Labor officials look into Palestinian employees' abuse in Israel

 


Allegations of mistreatment and abuse of Palestinian employees in Israel are being looked into by the influential International Labor Organization.

93 Palestinian labourers in Israel were killed by the Israeli army in 2022, and an additional 31 have been killed so far this year, according to a dossier that Palestinian officials have given to the organisation's fact-finding committee.

The study also covered unlawful working hours, the mistreatment of Palestinian employees at military checkpoints and barriers, and the lack of workplace health and safety regulations.

Shaher Saad, secretary-general of the Palestinian General Federation of Trade Unions, delivered the file.  Saad also revealed to detectives that the lack of a functioning social security system in Palestine was due to brokers and unlicensed middlemen taking about $34 million in fees out of employees' paychecks each month.

Around 170,000 Palestinians from the West Bank and 17,000 from the Gaza Strip are employed in Israel or in unlawful Israeli colonies. They are needed to spend roughly 2,500 shekels ($780) per month in fees for a work authorization in a corrupt system.

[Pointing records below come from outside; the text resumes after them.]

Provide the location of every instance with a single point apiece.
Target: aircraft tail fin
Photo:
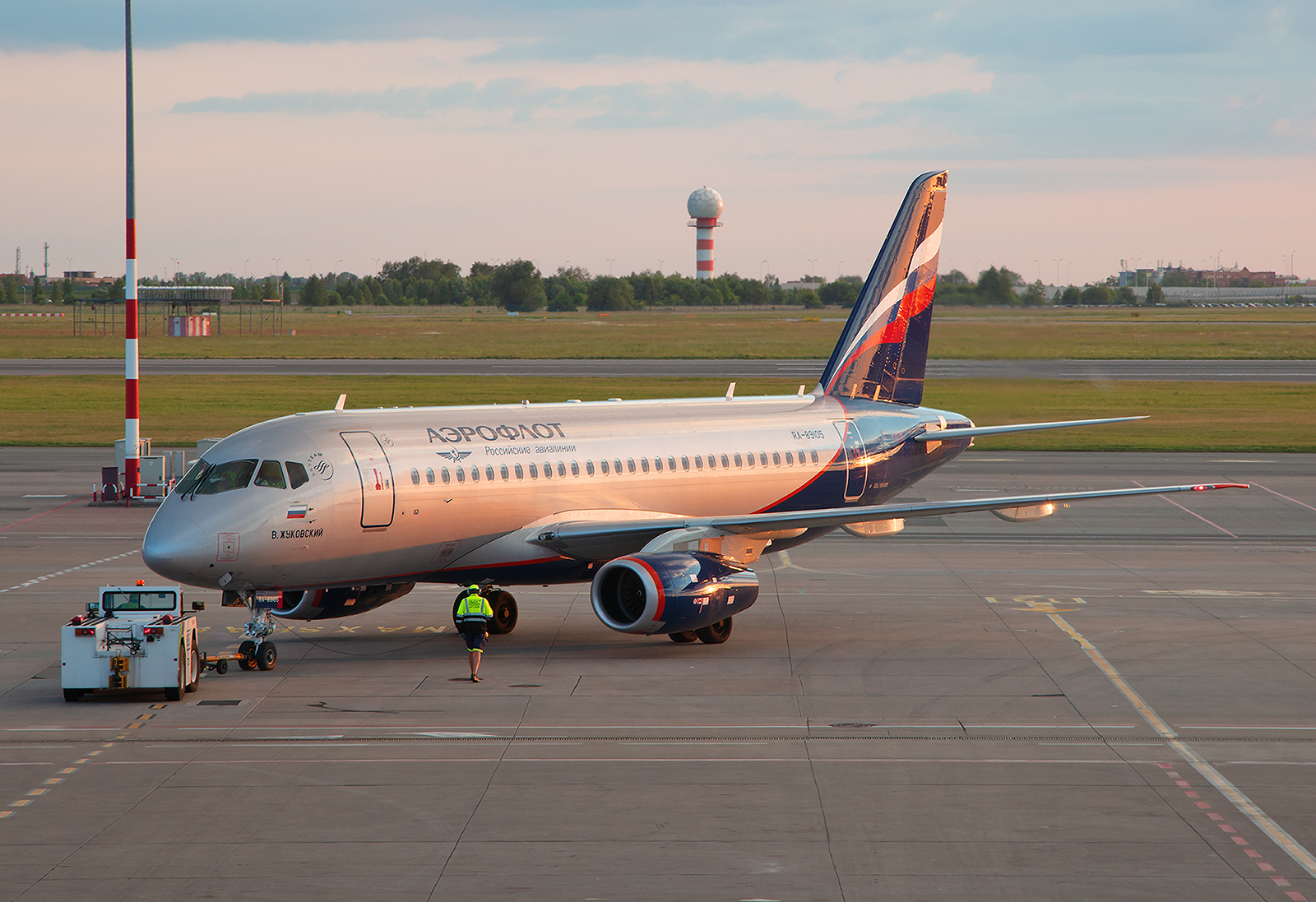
(883, 350)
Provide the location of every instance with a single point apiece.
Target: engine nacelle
(670, 592)
(324, 604)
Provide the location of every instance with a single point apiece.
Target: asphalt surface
(1263, 371)
(1118, 702)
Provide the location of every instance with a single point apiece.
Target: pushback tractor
(132, 638)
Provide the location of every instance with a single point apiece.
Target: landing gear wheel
(197, 669)
(504, 612)
(715, 634)
(175, 693)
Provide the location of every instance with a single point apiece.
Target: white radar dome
(704, 204)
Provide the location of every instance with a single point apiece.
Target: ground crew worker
(473, 618)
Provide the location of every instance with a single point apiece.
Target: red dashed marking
(1239, 840)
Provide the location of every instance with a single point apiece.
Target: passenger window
(296, 474)
(270, 475)
(225, 478)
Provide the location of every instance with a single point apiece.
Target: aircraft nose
(175, 548)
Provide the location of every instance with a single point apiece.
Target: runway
(1118, 702)
(1267, 371)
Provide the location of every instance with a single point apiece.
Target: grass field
(957, 333)
(178, 410)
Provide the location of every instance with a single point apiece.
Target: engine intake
(670, 592)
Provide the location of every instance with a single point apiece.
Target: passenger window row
(605, 467)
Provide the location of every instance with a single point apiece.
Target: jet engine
(324, 604)
(670, 592)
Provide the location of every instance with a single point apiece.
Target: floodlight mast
(132, 419)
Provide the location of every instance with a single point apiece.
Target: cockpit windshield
(227, 476)
(191, 478)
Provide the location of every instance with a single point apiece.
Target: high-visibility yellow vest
(474, 612)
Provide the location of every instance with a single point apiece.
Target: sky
(332, 136)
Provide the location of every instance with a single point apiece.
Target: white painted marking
(1245, 805)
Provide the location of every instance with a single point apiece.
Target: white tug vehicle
(132, 638)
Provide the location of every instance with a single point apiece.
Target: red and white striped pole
(132, 419)
(704, 206)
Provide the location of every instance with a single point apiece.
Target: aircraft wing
(600, 541)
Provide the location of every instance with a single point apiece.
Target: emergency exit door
(855, 459)
(377, 479)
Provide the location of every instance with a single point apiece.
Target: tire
(504, 613)
(715, 634)
(197, 669)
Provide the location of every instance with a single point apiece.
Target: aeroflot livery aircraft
(662, 505)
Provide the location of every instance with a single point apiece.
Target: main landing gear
(714, 634)
(503, 604)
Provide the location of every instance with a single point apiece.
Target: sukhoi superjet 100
(661, 505)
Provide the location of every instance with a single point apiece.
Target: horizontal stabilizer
(974, 432)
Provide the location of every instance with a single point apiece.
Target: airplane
(661, 505)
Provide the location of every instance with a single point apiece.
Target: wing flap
(595, 541)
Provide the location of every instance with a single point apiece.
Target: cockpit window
(228, 476)
(270, 475)
(296, 474)
(191, 478)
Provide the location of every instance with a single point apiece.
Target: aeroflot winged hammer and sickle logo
(320, 465)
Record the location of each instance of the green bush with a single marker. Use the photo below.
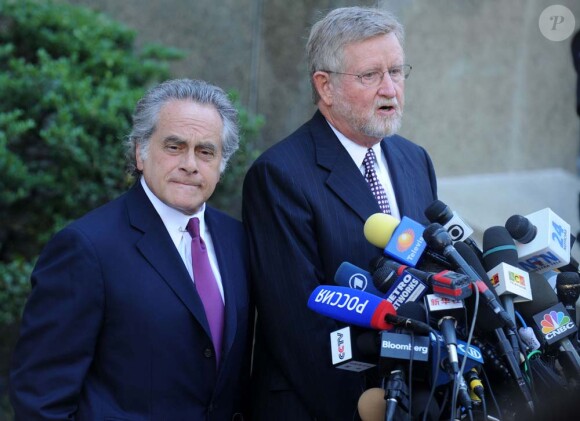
(69, 80)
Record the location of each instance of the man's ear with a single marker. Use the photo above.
(323, 86)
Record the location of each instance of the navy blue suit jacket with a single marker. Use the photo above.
(114, 328)
(305, 205)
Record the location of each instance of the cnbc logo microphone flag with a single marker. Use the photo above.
(555, 323)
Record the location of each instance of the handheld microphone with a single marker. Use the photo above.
(372, 405)
(457, 228)
(552, 322)
(486, 319)
(352, 307)
(349, 275)
(568, 291)
(438, 239)
(500, 258)
(446, 283)
(401, 240)
(543, 240)
(448, 312)
(400, 283)
(354, 351)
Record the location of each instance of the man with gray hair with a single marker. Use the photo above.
(141, 309)
(307, 198)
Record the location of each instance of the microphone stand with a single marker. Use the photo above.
(396, 393)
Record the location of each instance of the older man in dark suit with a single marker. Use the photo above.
(307, 198)
(140, 310)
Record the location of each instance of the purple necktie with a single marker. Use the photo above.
(374, 183)
(207, 287)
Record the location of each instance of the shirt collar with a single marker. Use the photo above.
(174, 220)
(356, 151)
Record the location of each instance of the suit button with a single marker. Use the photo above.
(208, 352)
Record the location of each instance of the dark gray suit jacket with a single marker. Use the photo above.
(115, 330)
(305, 205)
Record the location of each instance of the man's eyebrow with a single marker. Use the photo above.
(173, 139)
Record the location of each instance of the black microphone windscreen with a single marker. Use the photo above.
(498, 247)
(412, 310)
(568, 287)
(438, 211)
(521, 229)
(543, 296)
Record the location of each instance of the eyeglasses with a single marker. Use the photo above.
(374, 78)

According to a study from the Institute for National Security Studies in 2021, those who sold work permits illegally made 1 billion shekels a year from about 40,000 Palestinian employees.

According to Palestinian sources who spoke to Arab News, Israeli troops have been attacking Palestinians in the West Bank and East Jerusalem more frequently throughout Ramadan.

The Israeli forces detained 13 people from various West Bank locations on Tuesday. The village of Huwara, south of Nablus, was under its control for the fourth day in a row at the same time.

The Israeli army had heavily stationed on the main street, erecting numerous obstacles and attempting to reroute residents' routes through side streets inside the town, according to Kamal Odeh, the Fatah secretary in Huwara.Military barracks were constructed out of several homes along Huwara's major thoroughfare.

Amer Hamdan, a rights worker from Nablus, told Arab News that the security scenario in the area around his hometown is alarming.

Additionally, three farming sites in the Al-Sawahra wilderness, east of Jerusalem, and a business building in Deir Ballut, west of Salfit, were destroyed by Israeli bulldozers.

Salfit's governor, Maj. Gen. Abdullah Kamil, claimed that Israeli officials' demolitions in Salfit serviced the occupation's plans to evict Palestinian residents from their homes and lands in order to expand Israeli settlements.